Photographer Michael Blair and I were at the bat condo behind Union Chapel in Newbury Township with Geauga Parks field naturalist Tami Gingrich. Once I saw the poison ivy I stood stock still, hoping not to damage the tender plants with my feet. I knew that it's the sap inside poison ivy stems and leaves that results in the awful rash and I knew that washing asap is the only prevention.

But I was hours away from being able to scrub my toes, heels, ankles and lower legs and washing the trousers that were brushing up against the leaves. We still had lots of work to do.

We learned that the bats love to live near wetlands, so they can get a drink as soon as they wake up. It was obvious by then that bats favorite food - mosquitoes - also love the same wetlands. I stopped counting at bite 25 and I refused to give in and scratch them. It was Tuesday evening and our deadline was the next day for the Sunday Community story. Read it at Click on Life on the menu at the top of the page then click through to Community.

As soon as I got home and googled poison ivy, I learned that it can be as long as 10 days after exposure before the rash begins. I also learned that the nasty sap can remain active on clothing for up to a year, so washing my trousers was an absolute must. I'm still rash free, but the 10-day mark isn't until later this week. My active imagination works overtime as I'm about the fall asleep and the itching starts. I know it's all in my head.
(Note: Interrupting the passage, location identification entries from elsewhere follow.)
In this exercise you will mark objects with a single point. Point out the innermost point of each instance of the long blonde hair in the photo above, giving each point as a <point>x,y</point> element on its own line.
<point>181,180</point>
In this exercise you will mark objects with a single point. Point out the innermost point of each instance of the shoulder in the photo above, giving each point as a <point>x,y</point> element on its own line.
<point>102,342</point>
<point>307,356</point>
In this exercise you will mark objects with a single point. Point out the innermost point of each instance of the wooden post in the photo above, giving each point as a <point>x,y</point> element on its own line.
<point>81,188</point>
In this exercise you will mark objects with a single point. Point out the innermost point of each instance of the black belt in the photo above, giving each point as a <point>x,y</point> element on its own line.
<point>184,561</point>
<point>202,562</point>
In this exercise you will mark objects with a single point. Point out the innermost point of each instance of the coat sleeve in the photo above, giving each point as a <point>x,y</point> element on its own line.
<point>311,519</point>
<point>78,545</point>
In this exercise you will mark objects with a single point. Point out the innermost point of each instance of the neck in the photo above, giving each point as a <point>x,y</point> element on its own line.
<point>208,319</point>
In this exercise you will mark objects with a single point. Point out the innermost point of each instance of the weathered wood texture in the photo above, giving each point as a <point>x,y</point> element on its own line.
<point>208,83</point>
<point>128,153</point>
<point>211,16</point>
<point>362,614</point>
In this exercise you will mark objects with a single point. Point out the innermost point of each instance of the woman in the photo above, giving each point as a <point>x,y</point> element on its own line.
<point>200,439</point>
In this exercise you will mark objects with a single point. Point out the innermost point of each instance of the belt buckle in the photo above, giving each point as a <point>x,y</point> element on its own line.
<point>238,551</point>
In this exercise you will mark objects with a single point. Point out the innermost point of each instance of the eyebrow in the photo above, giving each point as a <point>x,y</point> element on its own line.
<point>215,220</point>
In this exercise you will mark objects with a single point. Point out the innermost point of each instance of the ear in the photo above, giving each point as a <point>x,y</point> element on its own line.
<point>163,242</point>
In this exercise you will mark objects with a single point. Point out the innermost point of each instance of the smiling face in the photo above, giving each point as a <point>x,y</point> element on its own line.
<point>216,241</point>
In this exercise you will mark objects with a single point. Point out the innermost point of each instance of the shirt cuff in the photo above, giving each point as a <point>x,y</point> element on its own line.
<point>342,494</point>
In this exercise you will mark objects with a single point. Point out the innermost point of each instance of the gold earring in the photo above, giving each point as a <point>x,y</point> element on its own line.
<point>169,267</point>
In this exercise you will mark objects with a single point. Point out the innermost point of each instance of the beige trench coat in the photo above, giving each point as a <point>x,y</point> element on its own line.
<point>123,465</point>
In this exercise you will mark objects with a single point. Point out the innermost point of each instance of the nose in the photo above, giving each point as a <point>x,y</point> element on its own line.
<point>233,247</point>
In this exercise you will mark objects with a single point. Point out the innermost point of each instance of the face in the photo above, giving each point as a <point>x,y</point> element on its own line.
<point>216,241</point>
I'm sure Michael's imagination is also hard at work over his own bat encounter. We had both poked our heads and Michael's photo equipment into a bat filled outbuilding on an Auburn Township farm. Hundreds of bats were huddled in the rafters. But one took flight and let fly. The bat dung, called guano, caught Michael in the mouth.

It was disgusting.

My internet search later that night revealed that bat guano is one of the world's best fertilizers. It's also the only place where certain microbes live.

I'm eying my friend Michael to see if he's experiencing any changes. But I really don't want to think about it.